ECOA – DENIAL OF CLASS CERTIFICATION

In a recent case the Third Circuit (Delaware, New Jersey, Pennsylvania and Virgin Islands)held that a discrimination lawsuit cannot be certified as a class action based solely on lender pricing discretion. Rodriguez v. National City Bank, 726 F.3d 372 (3d Cir. 2013). The plaintiffs filed a class-action lawsuit against National City Bank alleging that its policy of providing pricing discretion to loan officers had a disparate impact on minority applicants because a larger percentage of minority borrowers were surcharged points and fees unrelated to credit risk than similarly situated Caucasian borrowers.

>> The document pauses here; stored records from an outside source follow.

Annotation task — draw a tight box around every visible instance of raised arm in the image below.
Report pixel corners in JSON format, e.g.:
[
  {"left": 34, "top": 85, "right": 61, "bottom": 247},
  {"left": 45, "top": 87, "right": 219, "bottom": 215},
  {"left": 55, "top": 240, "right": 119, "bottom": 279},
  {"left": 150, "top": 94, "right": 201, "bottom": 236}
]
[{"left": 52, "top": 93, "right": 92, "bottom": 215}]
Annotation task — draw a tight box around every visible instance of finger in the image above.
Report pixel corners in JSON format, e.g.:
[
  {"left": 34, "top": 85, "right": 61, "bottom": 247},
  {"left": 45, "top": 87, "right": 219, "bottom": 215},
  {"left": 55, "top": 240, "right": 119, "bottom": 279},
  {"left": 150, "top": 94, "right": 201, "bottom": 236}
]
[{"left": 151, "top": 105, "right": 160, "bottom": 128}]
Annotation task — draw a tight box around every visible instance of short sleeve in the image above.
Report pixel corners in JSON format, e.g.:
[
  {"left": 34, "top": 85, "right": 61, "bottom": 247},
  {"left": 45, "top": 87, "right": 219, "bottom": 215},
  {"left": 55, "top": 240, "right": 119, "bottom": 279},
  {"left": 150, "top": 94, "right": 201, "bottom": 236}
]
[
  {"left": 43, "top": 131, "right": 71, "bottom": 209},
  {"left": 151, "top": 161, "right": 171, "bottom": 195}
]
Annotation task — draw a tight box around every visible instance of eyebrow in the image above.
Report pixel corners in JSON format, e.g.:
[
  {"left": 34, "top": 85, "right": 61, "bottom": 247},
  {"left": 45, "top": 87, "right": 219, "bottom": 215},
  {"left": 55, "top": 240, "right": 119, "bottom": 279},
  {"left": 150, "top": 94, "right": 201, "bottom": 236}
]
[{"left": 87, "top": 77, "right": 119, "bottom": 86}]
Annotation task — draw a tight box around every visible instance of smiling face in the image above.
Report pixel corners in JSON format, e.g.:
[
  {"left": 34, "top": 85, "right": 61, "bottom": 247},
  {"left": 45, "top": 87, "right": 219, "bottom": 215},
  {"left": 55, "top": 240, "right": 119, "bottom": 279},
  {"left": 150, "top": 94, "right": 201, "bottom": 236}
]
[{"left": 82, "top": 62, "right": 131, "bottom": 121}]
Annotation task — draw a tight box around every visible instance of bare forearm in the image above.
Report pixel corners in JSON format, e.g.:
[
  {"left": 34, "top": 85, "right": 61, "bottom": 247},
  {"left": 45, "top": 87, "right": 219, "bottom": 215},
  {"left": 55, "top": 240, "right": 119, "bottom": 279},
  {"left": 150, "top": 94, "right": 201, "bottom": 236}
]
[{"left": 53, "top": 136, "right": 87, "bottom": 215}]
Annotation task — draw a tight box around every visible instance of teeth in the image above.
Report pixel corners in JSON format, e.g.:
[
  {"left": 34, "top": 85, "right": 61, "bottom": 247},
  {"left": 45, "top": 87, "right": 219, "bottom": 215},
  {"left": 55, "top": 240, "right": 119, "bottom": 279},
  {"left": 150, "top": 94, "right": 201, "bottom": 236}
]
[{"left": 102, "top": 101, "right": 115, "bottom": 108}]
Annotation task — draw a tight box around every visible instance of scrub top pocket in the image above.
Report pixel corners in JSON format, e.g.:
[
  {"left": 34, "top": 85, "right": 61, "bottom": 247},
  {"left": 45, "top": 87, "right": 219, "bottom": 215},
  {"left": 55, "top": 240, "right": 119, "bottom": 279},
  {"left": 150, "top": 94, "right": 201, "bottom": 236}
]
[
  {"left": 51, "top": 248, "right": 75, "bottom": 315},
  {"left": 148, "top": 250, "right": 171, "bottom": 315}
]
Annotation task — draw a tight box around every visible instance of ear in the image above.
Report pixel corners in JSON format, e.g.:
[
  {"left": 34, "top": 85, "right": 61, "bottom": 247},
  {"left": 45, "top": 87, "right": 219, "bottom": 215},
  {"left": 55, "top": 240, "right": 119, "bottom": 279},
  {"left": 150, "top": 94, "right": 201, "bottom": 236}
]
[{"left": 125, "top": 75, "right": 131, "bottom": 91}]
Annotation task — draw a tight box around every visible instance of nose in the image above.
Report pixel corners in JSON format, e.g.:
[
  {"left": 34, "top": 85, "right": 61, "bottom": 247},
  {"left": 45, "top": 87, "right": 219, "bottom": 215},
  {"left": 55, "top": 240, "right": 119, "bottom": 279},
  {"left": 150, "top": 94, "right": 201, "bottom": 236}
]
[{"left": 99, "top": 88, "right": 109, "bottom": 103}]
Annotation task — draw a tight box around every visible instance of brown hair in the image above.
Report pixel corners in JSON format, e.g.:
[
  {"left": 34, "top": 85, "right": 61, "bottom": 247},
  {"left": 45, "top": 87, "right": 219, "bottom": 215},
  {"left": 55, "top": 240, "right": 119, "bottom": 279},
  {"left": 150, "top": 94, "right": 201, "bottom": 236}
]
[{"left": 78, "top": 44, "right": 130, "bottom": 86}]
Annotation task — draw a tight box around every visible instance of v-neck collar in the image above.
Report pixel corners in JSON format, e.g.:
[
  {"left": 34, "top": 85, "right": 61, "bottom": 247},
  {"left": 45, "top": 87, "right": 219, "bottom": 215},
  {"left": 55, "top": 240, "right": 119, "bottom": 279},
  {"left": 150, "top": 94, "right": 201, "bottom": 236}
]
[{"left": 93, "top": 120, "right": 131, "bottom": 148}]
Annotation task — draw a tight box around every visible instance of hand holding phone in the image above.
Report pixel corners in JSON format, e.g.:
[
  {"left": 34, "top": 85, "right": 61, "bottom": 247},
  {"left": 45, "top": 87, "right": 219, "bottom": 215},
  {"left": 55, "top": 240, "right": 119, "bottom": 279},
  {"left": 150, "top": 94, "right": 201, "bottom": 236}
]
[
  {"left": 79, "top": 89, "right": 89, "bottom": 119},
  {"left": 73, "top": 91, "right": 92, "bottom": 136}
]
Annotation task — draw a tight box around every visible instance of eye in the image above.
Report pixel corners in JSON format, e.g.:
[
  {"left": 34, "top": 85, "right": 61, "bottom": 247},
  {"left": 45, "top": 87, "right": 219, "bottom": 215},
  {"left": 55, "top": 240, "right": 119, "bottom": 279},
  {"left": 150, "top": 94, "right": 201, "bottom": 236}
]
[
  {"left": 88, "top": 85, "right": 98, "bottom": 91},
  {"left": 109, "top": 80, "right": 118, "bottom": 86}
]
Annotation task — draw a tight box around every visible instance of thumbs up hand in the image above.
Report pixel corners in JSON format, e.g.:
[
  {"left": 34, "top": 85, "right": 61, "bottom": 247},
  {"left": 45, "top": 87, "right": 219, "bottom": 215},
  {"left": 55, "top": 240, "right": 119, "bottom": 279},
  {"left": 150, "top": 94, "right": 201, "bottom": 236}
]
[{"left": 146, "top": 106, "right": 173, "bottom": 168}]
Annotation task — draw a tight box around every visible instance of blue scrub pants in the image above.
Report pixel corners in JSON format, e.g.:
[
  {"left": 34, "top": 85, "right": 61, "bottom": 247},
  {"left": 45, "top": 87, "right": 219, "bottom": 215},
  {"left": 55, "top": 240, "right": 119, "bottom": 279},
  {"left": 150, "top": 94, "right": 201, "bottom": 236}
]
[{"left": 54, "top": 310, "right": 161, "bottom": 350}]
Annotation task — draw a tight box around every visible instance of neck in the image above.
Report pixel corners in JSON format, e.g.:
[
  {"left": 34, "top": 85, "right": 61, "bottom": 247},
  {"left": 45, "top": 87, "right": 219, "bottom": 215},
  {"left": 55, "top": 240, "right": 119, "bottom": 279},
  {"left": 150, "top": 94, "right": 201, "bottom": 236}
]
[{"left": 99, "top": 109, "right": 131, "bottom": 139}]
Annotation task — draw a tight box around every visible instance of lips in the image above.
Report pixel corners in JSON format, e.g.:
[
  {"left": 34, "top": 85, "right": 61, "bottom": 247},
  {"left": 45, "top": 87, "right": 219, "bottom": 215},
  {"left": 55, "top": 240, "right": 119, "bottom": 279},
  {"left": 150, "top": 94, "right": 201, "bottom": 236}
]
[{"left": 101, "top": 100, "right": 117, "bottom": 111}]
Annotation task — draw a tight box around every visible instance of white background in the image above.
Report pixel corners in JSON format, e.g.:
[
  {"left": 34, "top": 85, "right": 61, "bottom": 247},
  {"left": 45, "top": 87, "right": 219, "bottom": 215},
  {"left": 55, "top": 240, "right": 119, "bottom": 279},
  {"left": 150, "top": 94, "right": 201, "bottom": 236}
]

The parties agreed to settle the case and received tentative approval from the lower court. But after the U.S. Supreme Court issued its landmark class-action decision in Wal-Mart Stores, Inc. v. Dukes, 131 S. Ct. 2541 (2011), the lower court reconsidered its approval and denied class certification. On appeal, the Third Circuit affirmed the decision not to certify the case as a class action based on the Dukes case. In Dukes, the plaintiffs alleged that the local Wal-Mart store managers’ discretionary authority over employees’ pay had a disparate impact on female employees, whose salaries were lower on average than similarly situated male employees. The Supreme Court held that the managers’ discretion over salaries that resulted in disparities did not, by itself, satisfy the class-action requirement of a common issue affecting all class members.
Under Dukes, plaintiffs must also identify the challenged practice causing the disparities and demonstrate that each class member was subjected to the challenged practice in the same manner. The Third Circuit found that “as in Dukes, the exercise of broad discretion by an untold number of unique decision-makers in the making of thousands upon thousands of individual decisions undermines the attempt to claim, on the basis of statistics alone, that the decisions are bound together by a common discriminatory mode.” The court therefore affirmed the denial of class certification.
The Rodriguez case is a big win for creditors. Liability and legal costs in a class action case can be huge. The decision does not prohibit individual plaintiffs from proceeding with their claims. The process of defending its practices in numerous individual cases is also expensive.